Monday, November 13th 2023, 10:21 pm
The nation’s highest honor for youth poets was bestowed Monday by First Lady Jill Biden on five high school students, including Kallan McKinney, a junior at Norman High School.
The National Student Poets Program (NSPP) was created in 2011 as a partnership of the Institute of Museum and Library Services (IMLS) and the Alliance for Young Artists & Writers.
The goal of the NSPP is to, “encourage young people to explore and develop new creative capabilities.”
McKinney and the other four young poets representing different regions of the country were selected by a panel of judges from thousands of entries and each receive an award of $5,000.
“I don’t know, I don’t know a word to describe it,” McKinney said, when asked what the experience has meant. “It’s so much fun being with the other four poets and meeting Dr. Biden.

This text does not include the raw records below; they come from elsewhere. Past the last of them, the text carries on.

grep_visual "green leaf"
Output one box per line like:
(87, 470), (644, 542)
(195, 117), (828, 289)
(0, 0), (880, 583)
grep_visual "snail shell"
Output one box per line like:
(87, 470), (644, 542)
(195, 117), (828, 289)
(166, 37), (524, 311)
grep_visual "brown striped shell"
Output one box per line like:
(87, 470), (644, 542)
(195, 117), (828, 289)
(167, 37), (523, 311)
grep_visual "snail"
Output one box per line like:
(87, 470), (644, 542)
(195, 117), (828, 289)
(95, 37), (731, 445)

Everyone here has been so kind and so supportive of us.”
Biden had high praise for the students, noting that, at various times in her life, poetry has been a “refuge” for her, “a soothing companion that gives voice to emotions I can’t always articulate on my own."
“Poetry feeds our spirit, when we are hungry for something more,” Biden continued. “In a world that asks us to sprint from moment to moment to moment, and meeting to meeting, poetry reminds us to slow down, take a breath and appreciate the celestial beauty that surrounds us.”

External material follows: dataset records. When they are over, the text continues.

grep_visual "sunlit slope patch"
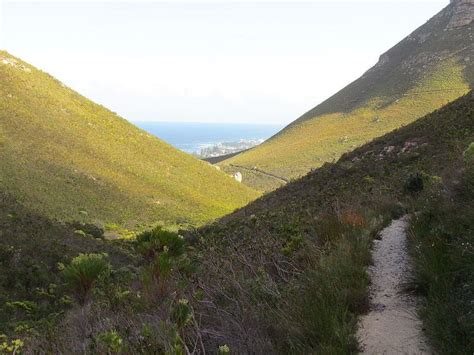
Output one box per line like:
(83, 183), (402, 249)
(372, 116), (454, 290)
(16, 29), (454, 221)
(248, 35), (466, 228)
(223, 59), (470, 178)
(220, 0), (474, 191)
(0, 52), (257, 226)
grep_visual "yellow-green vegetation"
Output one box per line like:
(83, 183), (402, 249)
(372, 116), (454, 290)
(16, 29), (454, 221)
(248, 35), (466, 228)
(221, 58), (470, 190)
(218, 3), (474, 191)
(186, 92), (474, 354)
(0, 52), (258, 229)
(410, 143), (474, 354)
(0, 93), (474, 354)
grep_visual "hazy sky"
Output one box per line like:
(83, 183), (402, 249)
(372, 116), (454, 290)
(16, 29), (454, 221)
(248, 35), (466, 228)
(0, 0), (449, 123)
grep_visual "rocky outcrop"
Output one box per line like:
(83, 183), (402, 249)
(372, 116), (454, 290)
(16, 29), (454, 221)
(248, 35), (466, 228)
(446, 0), (474, 30)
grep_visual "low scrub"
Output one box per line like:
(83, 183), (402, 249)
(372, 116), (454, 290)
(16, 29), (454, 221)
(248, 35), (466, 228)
(411, 144), (474, 354)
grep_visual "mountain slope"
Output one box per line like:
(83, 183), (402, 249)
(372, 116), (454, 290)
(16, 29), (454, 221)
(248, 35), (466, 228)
(191, 92), (474, 354)
(0, 52), (257, 228)
(219, 0), (474, 190)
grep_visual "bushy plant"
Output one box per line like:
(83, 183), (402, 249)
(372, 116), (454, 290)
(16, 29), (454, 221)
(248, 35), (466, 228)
(97, 330), (123, 354)
(404, 173), (424, 194)
(171, 298), (191, 329)
(63, 254), (111, 304)
(136, 227), (184, 260)
(136, 227), (185, 295)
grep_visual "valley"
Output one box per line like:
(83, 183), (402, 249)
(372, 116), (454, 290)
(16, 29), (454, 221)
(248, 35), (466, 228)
(0, 0), (474, 355)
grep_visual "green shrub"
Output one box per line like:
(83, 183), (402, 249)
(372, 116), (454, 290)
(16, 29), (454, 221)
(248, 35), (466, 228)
(404, 173), (424, 194)
(463, 142), (474, 164)
(217, 345), (230, 355)
(136, 227), (185, 296)
(136, 227), (185, 260)
(97, 330), (123, 354)
(171, 299), (191, 329)
(63, 254), (111, 304)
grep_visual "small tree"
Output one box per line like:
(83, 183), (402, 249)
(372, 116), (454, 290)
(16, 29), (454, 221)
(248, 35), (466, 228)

The five students each read one of their poems as part of the ceremony at the White House’s South Court Auditorium.
McKinney, who is queer and trans and uses the pronouns they/them, recited their poem, “the shell gas station sign."
the shell gas station sign
floats in floodwater.
the man at the counter calls me street smart because i know what food stamps look like
& how to use them.
he asks if i need air from the pump outside.

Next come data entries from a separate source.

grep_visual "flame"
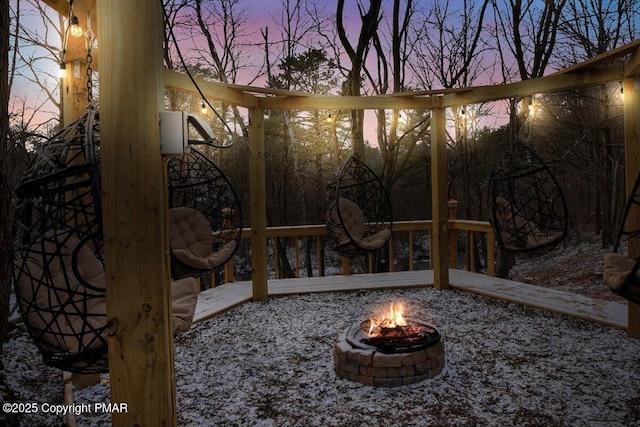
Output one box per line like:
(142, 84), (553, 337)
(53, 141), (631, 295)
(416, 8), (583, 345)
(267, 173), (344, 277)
(369, 302), (407, 336)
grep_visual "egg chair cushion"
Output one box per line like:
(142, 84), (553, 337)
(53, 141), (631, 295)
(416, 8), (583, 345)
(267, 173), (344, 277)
(169, 207), (215, 270)
(171, 277), (198, 335)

thanks, but i have my own.
you’re so down to earth, he says, laughing.
thanks. (the water at our ankles) we all are.
haven’t you noticed?
the hour we give up in spring
returns as autumn.
On the one hand, the poem reads like a simple description of a random encounter following a heavy Oklahoma rainstorm.
“I was trying to show what I saw, and what I see all the time, which is the flooding,” McKinney explained in an interview.
On the other hand, they say, the poem is about so much more. “The ways that the earth is struggling and the ways that people struggle,” they said, “and that we all keep going on while all of these things happen.”
McKinney said, on top of being a great and humbling honor, this recognition is affirming, of who they are and the poet they've become.
“[Poetry] is mainly my way of connecting with people and talking to, and with, people,” McKinney said, describing the important role poetry plays in their life. “That's what it’s done for me. It’s allowed me to say a lot more than I ever thought I could say.”
McKinney is the second Oklahoman to receive the honor of National Student Poet for the southwest region. Deer Creek High School’s Julie Dawkins achieved the same recognition in 2019.